Я так устал и измучился в плену, что прежде всего решил вернуться к себе на родину, в Воронежскую губернию, приласкать моих стариков, отдохнуть у них душой и телом и осмотреться. Но не тут-то было. Принять окончательное решение, на чью сторону становится, пришлось гораздо раньше. Ты понимаешь, конечно, что, если бы обстановка была такова, что на одной стороне, скажем, нашей — белой — был Государь или кто либо из бывшего царствующего дома, а с другой — красной, — безразлично кто другой, выбор был бы ясен. Для нашего же брата, пленных, дело было гораздо сложнее… Тут и красные, и белые, и Петлюра еще какой-то выискался. И у белых генералы, и у красных — тоже… Подъехали мы, значит, к своей новой русской границе. Состав остановился. В вагон к нам вошли какие-то господа в шинелях без погон, без кокард, но с большими красными бантами: всех называют товарищами. Отвечают на вопросы крайне грубо. Вдруг появляется какой-то еврейчик и нагло обращается к нам, офицерам (эшелон был офицерский), с требованием снять погоны.

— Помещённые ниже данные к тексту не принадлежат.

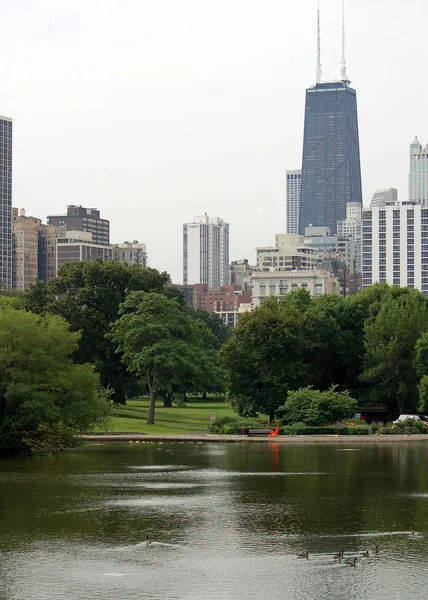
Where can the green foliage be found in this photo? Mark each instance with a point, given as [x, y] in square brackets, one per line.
[301, 429]
[88, 296]
[313, 407]
[390, 339]
[265, 356]
[163, 345]
[39, 384]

— «Товарищи, вы эти царские финтифлюшки ваши поснимайте», — указал он на кокарды, ордена и погоны.
Офицеры запротестовали. Тогда комиссар подошел к ближе всех к нему стоявшему старому, израненному капитану, сорвал с него погоны и, мало того, дважды ударил ими его по лицу. Произошел крупный скандал. Офицеры бросились на комиссара… тот закричал благим матом и в вагон ввалился вооруженный конвой. «Всех расстреляю вас, белогвардейскую, золотопогонную сволочь!» — грозился взбеленившийся комиссар, которому кто-то все же успел съездить по уху. Конвой был из русских красноармейцев. Их удалось кое-как уговорить, объяснив, что мы, мол, ничего из ваших законов новых не знаем и т. п. Красноармейцы разразились потоком площадной брани и потребовали, под страхом расстрела, снять погоны и кокарды.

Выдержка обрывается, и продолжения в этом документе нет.